Tutta la mostra è un labirinto - disegno geometrico cui Josef fu molto sensibile - di forme, linee, colori, accostamenti azzardati, equilibri, spiazzamenti, di pezzi uguali e inuguali. Equal and Unequal.
Il lungo cammino comincia con la produzione degli anni del Bauhaus, tra il 1920 e il '33: ci sono rarissime opere con assemblaggi di vetri colorati di Josef, il suo diploma conseguito al Bauhaus Dessau, i «reticoli», i primi tappeti di Anni e le sue prove tipografiche, i pezzi di design di Josef, dai servizi da tè ai mobili (come i Quattro tavolini colorati a incastro del 1927 che sembrano disegnati oggi, anzi domani) e moltissime foto, di loro o scattate da Josef (che acquistò la prima macchina fotografica nel 1928): ecco Josef che balla con Nina Kandinsky a una festa del Bauhaus all'Oranienbaum, ecco Anni con Paul Klee, del quale fu allieva, ecco gli scatti dei loro viaggi...
Poi l'epoca al Black Mountain College, North Carolina, quando la coppia è costretta a emigrare negli Stati Uniti, anno hitleriano 1933: un periodo di lavoro sui colori e le forme, di insegnamento («Non ho insegnato a dipingere ma a vedere»), di viaggi in Messico e della passione per l'arte precolombiana (c'è anche una sezione con la loro collezione di statuine e manufatti delle civiltà maya e azteca), delle tessiture pittoriche e dei gioielli di Anni...

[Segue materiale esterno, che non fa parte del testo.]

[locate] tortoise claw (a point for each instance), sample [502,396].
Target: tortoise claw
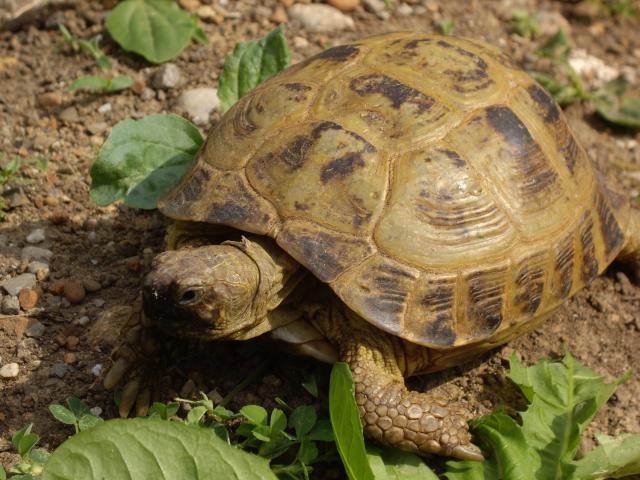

Quindi i tempi di Yale, quando nel '50 Josef si trasferisce a New Haven per insegnare alla prestigiosa università (fino al '58) e dove diresse il dipartimento di Design. E qui bisogna segnalare la grande sala in cui, grazie all'enorme patrimonio filmico conservato, è stata allestita un'aula specificamente dedicata al ruolo di insegnanti di Josef e Anni per permettere ai visitatori-studenti di fare esperienza di una lezione «dal vivo»... Ma sono soprattutto gli anni degli «omaggi», le serie di pitture - disegni geometrici tra loro simili che danno effetti di ambiguità - il cui scopo è di esplorare gli effetti della percezione. «Nella percezione visiva un colore non viene quasi mai visto com'è realmente, fisicamente. Questo fatto rende il colore il mezzo più relativo nell'arte». Ed ecco la famosissima serie Omaggio al quadrato - in cui i quadrati, ripetuti e sovrapposti, sono dipinti con diverse tonalità di colore e creano un effetto ottico di profondità - che comincia nel '49 e durerà fino alla morte di Josef, nel '76. In tutto l'artista realizzò qualcosa come duemila dipinti. Qui, esposti, ce ne sono 25, più altrettanti studi di colore, in tutte le gradazioni del giallo, verde, grigio, blu, bianco...
Infine, l'ultima sezione, interamente dedicata alla sopravvissuta, Anni, e alla sua opera grafica, che coltivò per tutta la vita: litografie, serigrafie, disegni a biro su carta, photo offset, acquerelli, codici, triangoli, labirinti e sistemi binari... fino al 1994, anno della sua morte. È passato quasi un secolo...
In mezzo la storia di un uomo e una donna, complici, amanti e colleghi, che - fra rivalutazione dell'artigianato e attenzione alla produzione di massa - hanno scritto le nuove
regole visive del design e indicato la via a inediti sviluppi della percezione. «Dall'opera d'arte impariamo il coraggio. Dobbiamo esplorare luoghi ove prima di noi nessuno è stato».E questa volta la citazione è di Anni.